Medimations

Inspiration

I recently got connected to a doctor who is responsible for creating medical animations to help educate patients, and I got informed about how important this is in educating and preparing patients about surgeries and medical procedures.

What it does

Medimations turns plain English prompts into biologically accurate medical animations. Users describe what they want to see, upload or generate a reference image, and our system produces a short, medically verified animation with an explanatory voiceover. The core focus is medical correctness. This makes Medimations useful for patients, biotech, healthcare startups, research communication, and scientific storytelling where visual accuracy matters.

How we built it

I built Medimations as an agentic pipeline around Veo 3.1. A Gemini-based agent rewrites user prompts into optimized animation instructions. Users can upload or generate a biomedical reference image, which is validated using BiomedCLIP, a biomedical vision-language model trained on 15M medical images. Veo animates this reference, and I sample frames from the output and re-check them with a fine-tuned Gemini 3 flash model for medical accuracy.
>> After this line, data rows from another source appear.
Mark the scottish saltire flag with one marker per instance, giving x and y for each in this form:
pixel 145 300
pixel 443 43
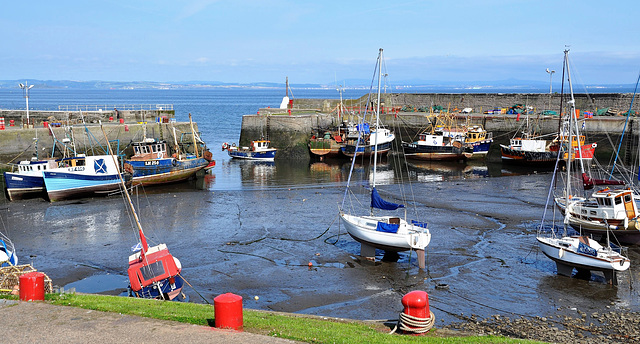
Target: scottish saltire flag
pixel 136 248
pixel 100 166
If something is biologically wrong, Gemini automatically re-prompts Veo, asking it to make edits to the original video to fix any inaccuracies. Once the animation passes validation, TwelveLabs analyzes the video to generate a clear voiceover script, which is converted into speech using Deepgram.

Challenges we ran into

Medical correctness is brutally unforgiving. Generative models love hallucinating anatomy that looks right but is completely wrong. Aligning Veo’s output with biomedical validation required careful frame sampling and prompt control. I discovered that simply asking Veo to generate from pure text, even with the agentic workflow, was pretty hard to get right, and so I discovered utilizing an ai generated image, to then animate, allowed Veo to maintain consistency much easier. I also discovered that completely regenerating the Veo animation over and over again was highly inefficient, so I used some of Google's Vertex tools, which are still in Beta but allowed the Gemini model to tell Veo what to edit about the original video instead of completely regenerating it, making it way easier to get a good output.

Accomplishments that we're proud of

I'm proud of the fact that I built a full end-to-end system that helps verify medical accuracy in animations. The agentic correction loop improves biological accuracy instead of purely trusting a generative model. The project also proved that grounding video generation in medically validated images significantly improves output quality. On top of that, I'm proud of integrating automated narration, so the final result is immediately usable.

What we learned

Generative AI alone is not enough for science or medicine. Validation layers are mandatory when we need accuracy. I also learned that image-first pipelines are far more controllable than raw text-to-video when correctness matters. Agentic workflows work best when tightly scoped and capped, not left open-ended.